The OECD forecasts that the United States economy will expand at 1.6% this year before decreasing to 2.8% in 2024 because of Trump’s strong tariff policies and trade disturbances affecting business operations and consumer optimism.
The OECD published its report on Tuesday which shows the U.S. economy faces its most significant growth decline since the COVID-19 pandemic due to rising tariffs and worsening worldwide economic conditions. The group reported that U.S. average tariff rates have increased to 15.4% which represents the highest level since the late 1930s.
The OECD predicts U.S. economic growth will decrease to 1.5% in 2026 because of ongoing trade conflicts alongside rising debt levels and inflationary challenges. The worldwide economic growth projection for 2026 remains at 2.9% despite a decrease from the 3.4% rate in 2023.
Businesses remain cautious about investment and hiring because of the unpredictable nature of Trump’s trade policies and the potential retaliatory measures from trading partners according to the organization.
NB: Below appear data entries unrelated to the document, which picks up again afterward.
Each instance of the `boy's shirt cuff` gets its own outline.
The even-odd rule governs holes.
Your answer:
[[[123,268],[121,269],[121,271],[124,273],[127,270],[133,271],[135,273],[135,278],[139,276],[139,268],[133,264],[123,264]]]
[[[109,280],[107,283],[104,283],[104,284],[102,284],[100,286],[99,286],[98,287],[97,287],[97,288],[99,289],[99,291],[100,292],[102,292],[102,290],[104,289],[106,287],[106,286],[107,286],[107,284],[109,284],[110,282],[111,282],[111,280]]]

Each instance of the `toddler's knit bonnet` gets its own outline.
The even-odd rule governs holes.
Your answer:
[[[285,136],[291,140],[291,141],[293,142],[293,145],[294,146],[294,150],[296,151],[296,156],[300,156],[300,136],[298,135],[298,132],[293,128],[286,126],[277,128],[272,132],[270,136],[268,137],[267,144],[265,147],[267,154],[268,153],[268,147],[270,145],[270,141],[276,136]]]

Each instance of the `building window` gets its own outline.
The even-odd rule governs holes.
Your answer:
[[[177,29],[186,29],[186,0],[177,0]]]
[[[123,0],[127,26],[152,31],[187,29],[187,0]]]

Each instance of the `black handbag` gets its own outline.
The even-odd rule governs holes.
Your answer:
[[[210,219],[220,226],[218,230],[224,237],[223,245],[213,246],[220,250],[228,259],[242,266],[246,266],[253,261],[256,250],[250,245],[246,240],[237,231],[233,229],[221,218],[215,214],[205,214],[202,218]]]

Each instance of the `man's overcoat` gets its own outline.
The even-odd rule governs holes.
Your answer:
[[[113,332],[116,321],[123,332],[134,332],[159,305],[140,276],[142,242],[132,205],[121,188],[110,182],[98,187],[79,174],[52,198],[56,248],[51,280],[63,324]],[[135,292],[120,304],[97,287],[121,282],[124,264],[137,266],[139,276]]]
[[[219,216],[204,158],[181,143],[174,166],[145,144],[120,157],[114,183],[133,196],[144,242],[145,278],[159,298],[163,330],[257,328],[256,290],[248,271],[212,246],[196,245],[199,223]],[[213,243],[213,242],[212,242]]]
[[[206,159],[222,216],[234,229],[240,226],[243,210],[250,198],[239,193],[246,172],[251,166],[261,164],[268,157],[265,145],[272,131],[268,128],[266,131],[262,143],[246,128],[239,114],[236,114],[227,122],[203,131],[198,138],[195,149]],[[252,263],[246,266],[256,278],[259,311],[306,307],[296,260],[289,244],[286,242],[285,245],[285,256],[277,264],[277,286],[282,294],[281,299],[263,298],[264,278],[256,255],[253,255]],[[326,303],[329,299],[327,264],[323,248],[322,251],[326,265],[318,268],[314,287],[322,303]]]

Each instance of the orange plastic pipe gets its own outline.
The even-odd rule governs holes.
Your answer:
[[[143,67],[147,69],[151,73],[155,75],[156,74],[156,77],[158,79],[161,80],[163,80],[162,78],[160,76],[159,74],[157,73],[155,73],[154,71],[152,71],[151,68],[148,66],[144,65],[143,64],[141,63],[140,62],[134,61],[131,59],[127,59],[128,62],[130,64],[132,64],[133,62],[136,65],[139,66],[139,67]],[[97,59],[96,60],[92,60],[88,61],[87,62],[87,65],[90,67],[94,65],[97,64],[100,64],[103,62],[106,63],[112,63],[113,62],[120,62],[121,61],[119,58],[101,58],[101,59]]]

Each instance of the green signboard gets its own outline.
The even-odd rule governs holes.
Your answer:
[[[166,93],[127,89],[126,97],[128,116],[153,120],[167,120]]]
American manufacturers face increased expenses for imported materials which reduces their production levels and profit margins.
The OECD notes that the U.S. economy demonstrated strength during recent years by surviving both the pandemic and worldwide disturbances. The organization stated that new protectionist measures and rising uncertainty threaten to reverse current economic progress.
The report highlights rising fears among economists that U.S. economic performance will suffer in upcoming quarters because of recent tariff increases and domestic fiscal challenges. The ongoing U.S.-major trading partner negotiations create an uncertain environment because Trump’s trade agenda remains unpredictable.